Hice una reverencia profunda.
– Prima -le dije, sintiéndome como un apuesto hombre de mundo. Yo era el primo pródigo, y esperaba que me encontrase fascinante.
– He oído hablar mucho de usted, señor -me dijo con una sonrisa que mostraba clientes blancos y sanos.
– Me honra usted, señora.
– Estamos en Inglaterra, no en Francia, Benjamin -dijo mi tío-. Puedes prescindir de las formalidades.
Yo no tenía ninguna respuesta inteligente, pero este hecho, afortunadamente, pasó desapercibido por todos porque en ese momento alguien llamó a la puerta.
– El sol -dijo mi tío- está demasiado bajo como para que Isaac responda a esa llamada.
Mi tía y él se marcharon a recibir a sus invitados.
– ¿Esperamos a más gente? -le pregunté a Miriam, contento de la temprana oportunidad que se me brindaba para conversar.
– Sí -me dijo frunciendo el ceño, gesto que por un momento creí dirigido a mí. Rodeó el sofá donde yo me había sentado y se sentó con elegancia sobre los cojines de la silla frente a mí-. ¿Conoce a Nathan Adelman? -su desagrado, me di cuenta, iba dirigido a otro.
Asentí.
– Claro que he oído hablar de él. Un invitado muy notable.
Adelman había venido a Inglaterra desde Hamburgo para unirse a la corte de Jorge V hacía cinco años, en 1714. Era uno del escaso puñado de judíos a quienes, como a mi padre, les estaba permitido tener el título de corredor de bolsa registrado; era también un poderoso comerciante vinculado a las Indias Orientales y Occidentales, al Levante y, subrepticiamente, a la Compañía de los Mares del Sur e incluso al mismo Gobierno de Whitehall. Se rumoreaba que era el consejero del Príncipe de Gales en asuntos financieros. No sabía nada más de él salvo que el evidente desagrado que reflejaba el rostro de Miriam sugería que en nada le complacía su presencia.

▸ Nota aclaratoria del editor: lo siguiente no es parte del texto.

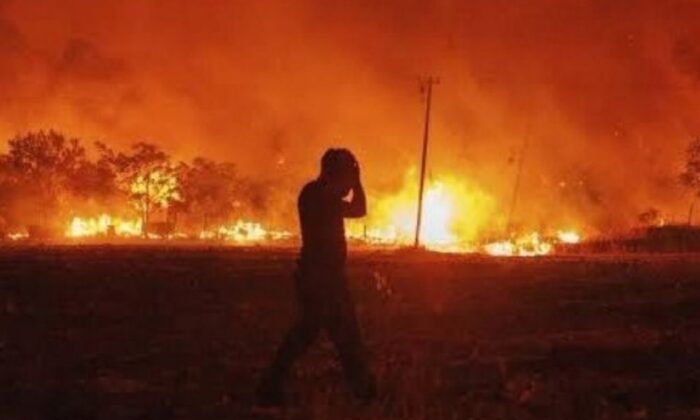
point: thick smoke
(599, 98)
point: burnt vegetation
(46, 178)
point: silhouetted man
(324, 300)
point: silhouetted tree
(209, 190)
(42, 167)
(146, 175)
(690, 178)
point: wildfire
(456, 217)
(158, 187)
(568, 236)
(245, 232)
(103, 225)
(454, 211)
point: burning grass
(154, 332)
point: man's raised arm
(357, 207)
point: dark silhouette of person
(322, 293)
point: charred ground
(157, 333)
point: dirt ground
(115, 332)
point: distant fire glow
(457, 215)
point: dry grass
(160, 333)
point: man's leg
(344, 331)
(297, 340)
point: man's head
(339, 168)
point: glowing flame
(529, 245)
(455, 212)
(102, 226)
(568, 236)
(159, 187)
(17, 236)
(245, 232)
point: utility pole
(427, 87)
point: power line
(427, 87)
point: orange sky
(608, 93)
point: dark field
(161, 333)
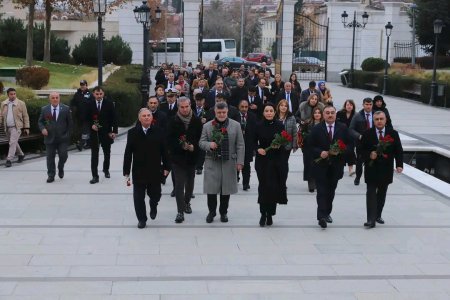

Cuando entró en la habitación, la situación se aclaró. Le ofreció a Miriam, que tenía casi treinta años menos que él, una sonrisa optimista, casi exuberante. Adelman parecía sólo un poco más joven que mi tío; era un hombre bajo de estatura, gordezuelo, bien vestido y afeitado, ataviado con una peluca espesa y negra, y con todo el aspecto de caballero inglés que tendría cualquiera en un café respetable de Londres. Sólo le delataba la voz. Como mi tío, sin duda había trabajado muy duro para eliminar la mayor parte de su acento -aunque en su caso tener cierto deje alemán podía depararle ventajas en la corte de un rey alemán-. Era sabido de todo el mundo que la prioridad del rey Jorge era su principado germano, Hannover, y la prioridad de Adelman era el hijo del rey Jorge. Esta dedicación al Príncipe dejaba a Adelman en una situación peliaguda, ya que en aquel momento el Príncipe y el Rey estaban enfrentados, y a Adelman por tanto le faltaba el favor del Rey, del que se decía que había disfrutado en el pasado.
Miriam le correspondió asintiendo desganadamente, mientras yo me levantaba y le hacía una profunda reverencia al ser presentado. Para cuando volví a sentarme me di cuenta de que no hacía falta ser un hombre versado en descubrir secretos para leer las relaciones establecidas a mi alrededor. Adelman deseaba casarse con Miriam, y Miriam no tenía ningún deseo de casarse con Adelman. No podía ni aventurar una conjetura acerca de la opinión de mi tío respecto a semejante cortejo.